Равнодушие не самое лучшее человеческое качество, но Дайскэ пришёл к нему в результате анализа природы людей. Он не мог проявлять ни рвения, ни искренности, поскольку твёрдо знал, что его побуждения и сами поступки чаще всего сыплют лживыми, лишёнными серьёзности.

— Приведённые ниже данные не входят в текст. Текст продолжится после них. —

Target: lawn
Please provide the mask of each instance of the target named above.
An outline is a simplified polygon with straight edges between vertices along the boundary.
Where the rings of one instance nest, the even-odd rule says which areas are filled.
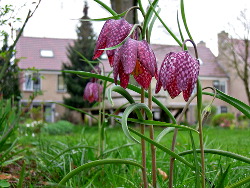
[[[156,136],[162,129],[156,129]],[[140,163],[140,145],[132,143],[126,138],[120,127],[106,129],[106,147],[102,156],[97,157],[98,146],[97,127],[76,126],[71,134],[48,135],[37,134],[34,137],[21,136],[19,148],[25,148],[22,161],[16,162],[16,171],[26,164],[25,185],[41,186],[55,185],[72,169],[85,163],[102,159],[118,158],[129,159]],[[205,128],[205,148],[220,149],[244,156],[250,156],[250,130],[249,129],[223,129]],[[198,135],[194,136],[196,147],[198,147]],[[169,148],[172,133],[166,135],[161,144]],[[176,152],[191,149],[189,133],[179,131],[177,137]],[[147,147],[147,173],[150,180],[150,148]],[[168,172],[169,155],[157,149],[157,168]],[[193,162],[192,155],[186,155],[185,159]],[[206,175],[212,187],[222,177],[223,172],[229,167],[226,176],[226,184],[232,184],[250,175],[250,166],[247,163],[239,162],[227,157],[220,157],[214,154],[206,154]],[[175,187],[193,187],[194,174],[181,162],[175,163]],[[9,173],[16,173],[7,168]],[[164,180],[158,174],[159,187],[166,187],[168,180]],[[70,187],[140,187],[140,169],[130,165],[104,165],[92,167],[74,176],[67,182]],[[246,184],[245,187],[248,187]],[[244,187],[244,186],[243,186]]]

Но теперь Дайскэ стоял перед дилеммой: либо идти в своих отношениях с Митиё прямым путём, как велят чувства, либо вернуться к прежним временам, когда она для него не существовала и он жил, не зная волнении. Третьего не дано. Надо выбирать. Иначе жизнь утратит смысл. Любое половинчатое решение ведёт ко лжи. Разумеется, оно безопасно и не грозит ему осложнениями в обществе, зато является свидетельством слабости и полной беспомощности.
Он сознавал всю рискованность отношений с Митиё, если отдаться на волю провидения. Иначе, как провидением, он не мог это назвать. Любовь, угодная небу, но противоречащая законам общества, во все времена признавалась обществом лишь после гибели влюблённых. И Дайскэ содрогнулся, представив себе возможность столь трагической развязки.
Но расстаться с Митиё — не значит ли это нарушить волю неба, подавить свою собственную волю и в результате погибнуть? Может быть, послушаться отца с невесткой и жениться? Средство, способствующее гибели. Зато этот брак многое изменит в его отношениях с людьми.